Pakistan, historically a close ally of Washington, has become increasingly close to China, which has provided billions in loans and is Islamabad’s largest single creditor. Pakistan faces a crippling economic crisis, with record-high inflation and critically low foreign exchange reserves depleted by continued debt repayment obligations.
Washington is also still a significant military partner, with the State Department last year approving the potential sale of $450 million worth of equipment to maintain Pakistan’s F-16 fighter jets.
Speaking to Washington-based news outlet Politico this week, Khar said Islamabad was worried about the repercussions of an all-out rupture between the US and China.
“We are highly threatened by this notion of splitting the world into two blocs,” Khar said. “We are very concerned about this decoupling … Anything that splits the world further.”
“We have a history of being in a close, collaborative mode with the US. We have no intention of leaving that.
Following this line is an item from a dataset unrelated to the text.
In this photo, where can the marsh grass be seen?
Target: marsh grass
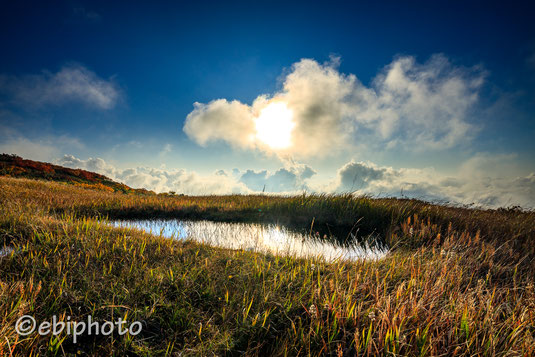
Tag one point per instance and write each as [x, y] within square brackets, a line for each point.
[458, 282]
Pakistan also has the reality of being in a close, collaborative mode with China, and until China suddenly came to everyone’s threat perception, that was always the case.”
Khar grabbed headlines in April when a leaked memo appeared in the Wall Street Journal in which she was cited as a warning that Pakistan’s instinct to preserve its partnership with the US would harm what she deemed the country’s “real strategic” partnership with China.
She declined to comment on that leak but said the US was unnecessarily fearful and defensive about being toppled from its plinth of global leadership, which she argued remained vital in areas such as health care, technology, trade and combating climate change.
“I don’t think the leadership role is being contested until they start making other people question it by being reactive,” she said. “I believe that the West underestimates the value of its ideals, soft power.”
On the other hand, she said, China’s biggest selling point for Pakistan was an economic model for lifting a huge population out of poverty.